Queen's 'sincere wish' Charles will be head of Commonwealth
Britain's Queen Elizabeth has expressed her "sincere wish" that her son, Prince Charles, will one day succeed her as head of Commonwealth, in the clearest signal yet about the future of the family of nations.
The queen, who addressed the Commonwealth heads of government meeting (CHOGM) in the Buckingham Palace ballroom at the official opening of CHOGM yesterday, said it was her sincere wish that the prince would "carry on the important work" started by her father, George VI in 1949.
Her highly significant speech, met with warm applause, is the most explicit statement she has made to date of her hopes for the Commonwealth's future, and the honorary and not hereditary position of its head.
In an unusually explicit statement of her views, she told the presidents and prime ministers of the Commonwealth: "It remains a great pleasure and honour to serve you as head of the Commonwealth and to observe, with pride and satisfaction, that this is a flourishing network.
"It is my sincere wish that the Commonwealth will continue to offer stability and continuity for future generations, and will decide that one day the prince...should carry on the important work started by my father in 1949."
The prince's bid to one day accede to his mother's Commonwealth role is due to be discussed at a private CHOGM retreat at Windsor today, but is now widely considered a foregone conclusion.

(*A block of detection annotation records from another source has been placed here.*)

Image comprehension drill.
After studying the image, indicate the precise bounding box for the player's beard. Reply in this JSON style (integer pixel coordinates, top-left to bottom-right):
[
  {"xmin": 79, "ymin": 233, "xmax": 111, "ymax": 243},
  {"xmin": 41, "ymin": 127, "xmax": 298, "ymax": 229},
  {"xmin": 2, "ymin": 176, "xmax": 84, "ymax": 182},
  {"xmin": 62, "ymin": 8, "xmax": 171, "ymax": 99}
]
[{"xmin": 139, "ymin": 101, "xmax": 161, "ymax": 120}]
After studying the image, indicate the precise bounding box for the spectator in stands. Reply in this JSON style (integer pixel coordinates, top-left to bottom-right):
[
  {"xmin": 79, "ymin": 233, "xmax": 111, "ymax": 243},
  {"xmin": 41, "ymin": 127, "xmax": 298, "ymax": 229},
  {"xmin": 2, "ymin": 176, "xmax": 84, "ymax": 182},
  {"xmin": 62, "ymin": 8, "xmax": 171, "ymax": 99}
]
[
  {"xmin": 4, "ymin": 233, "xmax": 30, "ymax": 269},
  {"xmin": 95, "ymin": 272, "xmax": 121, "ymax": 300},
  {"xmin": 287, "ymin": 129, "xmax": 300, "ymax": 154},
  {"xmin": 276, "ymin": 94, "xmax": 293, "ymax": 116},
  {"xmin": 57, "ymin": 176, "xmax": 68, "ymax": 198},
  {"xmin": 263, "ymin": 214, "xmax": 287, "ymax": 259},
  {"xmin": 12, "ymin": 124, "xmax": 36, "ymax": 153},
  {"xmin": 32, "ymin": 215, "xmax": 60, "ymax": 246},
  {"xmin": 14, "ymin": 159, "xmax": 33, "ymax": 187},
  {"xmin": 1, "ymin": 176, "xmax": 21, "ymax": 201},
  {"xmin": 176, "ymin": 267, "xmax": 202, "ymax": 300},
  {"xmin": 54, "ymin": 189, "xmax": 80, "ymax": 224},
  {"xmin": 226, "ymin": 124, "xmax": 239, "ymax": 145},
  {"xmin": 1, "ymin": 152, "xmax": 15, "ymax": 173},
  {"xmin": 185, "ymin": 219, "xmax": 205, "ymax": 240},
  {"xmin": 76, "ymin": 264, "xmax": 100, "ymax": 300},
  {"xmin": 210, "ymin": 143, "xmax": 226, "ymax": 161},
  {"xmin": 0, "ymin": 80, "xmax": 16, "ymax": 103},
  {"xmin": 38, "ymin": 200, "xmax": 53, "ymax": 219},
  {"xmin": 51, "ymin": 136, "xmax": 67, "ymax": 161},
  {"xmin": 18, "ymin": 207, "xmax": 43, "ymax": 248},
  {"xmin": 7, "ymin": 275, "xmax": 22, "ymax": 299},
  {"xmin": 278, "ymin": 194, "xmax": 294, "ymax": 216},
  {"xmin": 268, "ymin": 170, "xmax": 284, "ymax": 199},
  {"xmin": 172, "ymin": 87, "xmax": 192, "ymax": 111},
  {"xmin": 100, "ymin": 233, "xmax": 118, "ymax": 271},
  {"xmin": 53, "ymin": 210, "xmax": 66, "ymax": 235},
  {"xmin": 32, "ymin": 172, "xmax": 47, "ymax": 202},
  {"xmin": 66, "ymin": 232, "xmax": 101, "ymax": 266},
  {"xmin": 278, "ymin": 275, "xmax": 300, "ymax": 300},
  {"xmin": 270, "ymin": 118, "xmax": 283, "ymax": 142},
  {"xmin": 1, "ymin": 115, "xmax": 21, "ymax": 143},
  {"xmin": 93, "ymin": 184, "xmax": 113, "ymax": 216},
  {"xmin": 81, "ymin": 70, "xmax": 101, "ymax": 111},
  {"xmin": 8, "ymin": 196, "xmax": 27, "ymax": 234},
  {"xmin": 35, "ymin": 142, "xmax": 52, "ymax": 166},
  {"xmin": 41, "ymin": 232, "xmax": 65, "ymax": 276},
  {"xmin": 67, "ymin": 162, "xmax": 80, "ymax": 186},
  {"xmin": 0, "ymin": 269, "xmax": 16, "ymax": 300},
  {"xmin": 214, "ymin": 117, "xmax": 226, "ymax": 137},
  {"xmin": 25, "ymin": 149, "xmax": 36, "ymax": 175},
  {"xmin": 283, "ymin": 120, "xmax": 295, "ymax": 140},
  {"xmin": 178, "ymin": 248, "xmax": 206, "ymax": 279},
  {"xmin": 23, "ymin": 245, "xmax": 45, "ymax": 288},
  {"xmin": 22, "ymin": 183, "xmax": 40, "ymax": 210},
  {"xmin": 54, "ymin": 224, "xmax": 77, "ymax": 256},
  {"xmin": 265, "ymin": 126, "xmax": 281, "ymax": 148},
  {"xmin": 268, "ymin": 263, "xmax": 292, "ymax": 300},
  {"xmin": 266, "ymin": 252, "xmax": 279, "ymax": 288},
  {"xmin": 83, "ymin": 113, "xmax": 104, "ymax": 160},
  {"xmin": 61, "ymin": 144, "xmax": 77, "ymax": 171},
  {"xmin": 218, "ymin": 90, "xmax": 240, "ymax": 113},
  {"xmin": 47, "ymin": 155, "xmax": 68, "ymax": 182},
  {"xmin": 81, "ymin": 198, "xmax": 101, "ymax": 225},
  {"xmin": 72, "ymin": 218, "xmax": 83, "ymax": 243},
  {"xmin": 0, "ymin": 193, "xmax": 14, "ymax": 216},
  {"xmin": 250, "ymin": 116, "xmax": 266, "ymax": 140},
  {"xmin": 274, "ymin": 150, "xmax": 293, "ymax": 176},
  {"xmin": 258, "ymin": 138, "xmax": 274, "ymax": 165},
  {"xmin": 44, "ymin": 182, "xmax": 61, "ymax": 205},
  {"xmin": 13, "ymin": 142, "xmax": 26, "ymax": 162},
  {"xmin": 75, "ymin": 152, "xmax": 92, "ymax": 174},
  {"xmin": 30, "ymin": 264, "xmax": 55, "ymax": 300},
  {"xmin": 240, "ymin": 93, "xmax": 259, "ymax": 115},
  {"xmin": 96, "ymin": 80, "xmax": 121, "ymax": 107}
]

Two years ago, speaking at the last CHOGM in Malta, the queen offered a hint to her feelings, saying she could not have been better supported and represented in the Commonwealth than by the prince, "who continues to give so much to it with great distinction".
At the start of the London summit, she said "my family and I have been heartened" by the successful Commonwealth programmes "in which we are proud to play a part". The ceremony saw leaders move to pay tribute to the queen's service.